The study “found a 4-fold increased rate of malignancy compared to general population rates,” reported Beth L. Nordstrom, PhD, MPH, United BioSource Corporation, Lexington, Massachusetts, and colleagues.
Cancer risk was elevated primarily among patients administered methotrexate (28% of those with JIA). That could implicate methotrexate as a risk factor for cancer, or might indicate that more severe JIA symptoms, which are more likely to be treated with methotrexate, are associated with an elevated cancer risk. Adult rheumatoid arthritis patients taking methotrexate also face elevated lymphoma risk.
Importantly, both JIA and methotrexate might be factors in cancer risk. “(B)iologics-naïve JIA was associated with more than double the risk of cancer compared to matched controls,” the authors reported.

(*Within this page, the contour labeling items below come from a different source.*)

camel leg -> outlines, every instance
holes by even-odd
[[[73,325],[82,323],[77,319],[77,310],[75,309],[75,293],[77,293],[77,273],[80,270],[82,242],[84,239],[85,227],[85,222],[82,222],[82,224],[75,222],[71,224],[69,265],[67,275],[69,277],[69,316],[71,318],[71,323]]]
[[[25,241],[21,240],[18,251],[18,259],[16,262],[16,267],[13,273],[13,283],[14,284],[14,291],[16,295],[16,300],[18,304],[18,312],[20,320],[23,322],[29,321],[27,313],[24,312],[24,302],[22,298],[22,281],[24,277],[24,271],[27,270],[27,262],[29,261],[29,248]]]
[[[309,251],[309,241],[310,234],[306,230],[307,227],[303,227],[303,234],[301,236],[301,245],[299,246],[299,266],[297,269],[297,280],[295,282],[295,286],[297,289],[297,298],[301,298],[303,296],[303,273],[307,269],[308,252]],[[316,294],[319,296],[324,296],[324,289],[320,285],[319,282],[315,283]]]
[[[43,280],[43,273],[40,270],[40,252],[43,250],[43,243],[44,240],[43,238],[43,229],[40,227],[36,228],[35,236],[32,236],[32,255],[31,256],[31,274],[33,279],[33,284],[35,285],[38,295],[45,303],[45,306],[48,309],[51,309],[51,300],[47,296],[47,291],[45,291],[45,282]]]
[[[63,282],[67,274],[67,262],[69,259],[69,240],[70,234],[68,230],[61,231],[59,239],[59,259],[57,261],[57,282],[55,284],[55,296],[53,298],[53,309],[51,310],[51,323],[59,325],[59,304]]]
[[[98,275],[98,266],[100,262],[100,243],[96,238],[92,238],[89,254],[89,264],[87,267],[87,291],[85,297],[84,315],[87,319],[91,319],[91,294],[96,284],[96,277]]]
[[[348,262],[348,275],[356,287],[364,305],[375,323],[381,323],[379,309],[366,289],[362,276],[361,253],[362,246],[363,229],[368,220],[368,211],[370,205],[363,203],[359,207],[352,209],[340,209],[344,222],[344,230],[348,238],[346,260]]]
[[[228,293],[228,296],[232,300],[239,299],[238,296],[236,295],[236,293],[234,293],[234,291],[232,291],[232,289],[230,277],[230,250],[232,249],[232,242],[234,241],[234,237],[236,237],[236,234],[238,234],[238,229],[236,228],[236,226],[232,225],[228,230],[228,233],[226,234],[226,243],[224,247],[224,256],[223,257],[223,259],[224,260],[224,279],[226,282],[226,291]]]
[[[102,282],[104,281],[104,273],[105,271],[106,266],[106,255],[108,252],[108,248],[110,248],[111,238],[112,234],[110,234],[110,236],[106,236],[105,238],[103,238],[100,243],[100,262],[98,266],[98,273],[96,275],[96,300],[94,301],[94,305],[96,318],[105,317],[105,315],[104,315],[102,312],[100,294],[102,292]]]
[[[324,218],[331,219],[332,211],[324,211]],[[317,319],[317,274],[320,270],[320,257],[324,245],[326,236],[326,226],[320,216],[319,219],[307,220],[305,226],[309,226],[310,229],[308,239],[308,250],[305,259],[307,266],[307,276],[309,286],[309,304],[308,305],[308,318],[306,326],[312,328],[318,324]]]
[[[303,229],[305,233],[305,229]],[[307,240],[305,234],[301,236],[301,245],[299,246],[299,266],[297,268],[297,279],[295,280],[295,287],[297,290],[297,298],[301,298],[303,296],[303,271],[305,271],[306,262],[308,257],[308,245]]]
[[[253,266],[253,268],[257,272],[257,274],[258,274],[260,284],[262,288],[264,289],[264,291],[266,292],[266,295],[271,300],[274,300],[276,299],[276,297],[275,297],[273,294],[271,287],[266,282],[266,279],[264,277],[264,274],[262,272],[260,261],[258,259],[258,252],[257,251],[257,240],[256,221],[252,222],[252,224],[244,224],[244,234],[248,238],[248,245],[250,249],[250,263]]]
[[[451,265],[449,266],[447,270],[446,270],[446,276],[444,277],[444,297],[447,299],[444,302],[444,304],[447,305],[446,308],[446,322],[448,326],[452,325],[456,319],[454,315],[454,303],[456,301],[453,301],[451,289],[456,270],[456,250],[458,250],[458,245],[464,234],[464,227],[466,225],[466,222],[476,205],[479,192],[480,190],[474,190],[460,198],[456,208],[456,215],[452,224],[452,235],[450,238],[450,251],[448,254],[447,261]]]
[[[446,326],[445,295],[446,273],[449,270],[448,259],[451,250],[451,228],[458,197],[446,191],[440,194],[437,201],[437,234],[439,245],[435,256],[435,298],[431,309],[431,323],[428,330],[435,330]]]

The authors analyzed data for 3,605 children diagnosed with JIA and 37,689 non-JIA patients using the PharMetrics Patient-Centric Database, which contains medical and pharmaceutical claims for more than 60 million privately-insured US patients from more than 95 US health insurance plans. Overall incidence rates for diagnosed malignancies, other than nonmelanoma skin cancer and carcinoma in situ, were 66.95 cases per 100,000 person-years (95% CI, 1-3-132.5) among patients previously diagnosed with JIA, compared to 23.2 per 100,000 person-years (95% CI, 12.2-34.2) for non-JIA patients. The incidence rate for patients with JIA was also significantly higher than rates for the general US population, calculated with data from the US Surveillance, Epidemiology, and End Results (SEER) database (Standardized Incidence Ratio [SIR]=4.03, 95% CI, 2.56-5.99).
There were too few cases of each specific type of cancer to allow multiple subset analyses, but the SIR for JIA was significantly elevated for lymphoma in particular, when JIA cohort rates were compared to SEER rates (SIR=14.81;95% CI, 7.62-25.67).
The authors emphasized findings among biologics-naïve patients with JIA; the study was “among the first to our knowledge to examine malignancy risk in biologics-naïve JIA patients from a natural history of disease standpoint rather than looking for cancer as a potential adverse event associated with the treatment of JIA,” they wrote.
The study was funded by Wyeth/Pfizer, which employs several of the study’s coauthors. Dr. Nordstrom’s employer was contracted by Wyeth/Pfizer to conduct this study.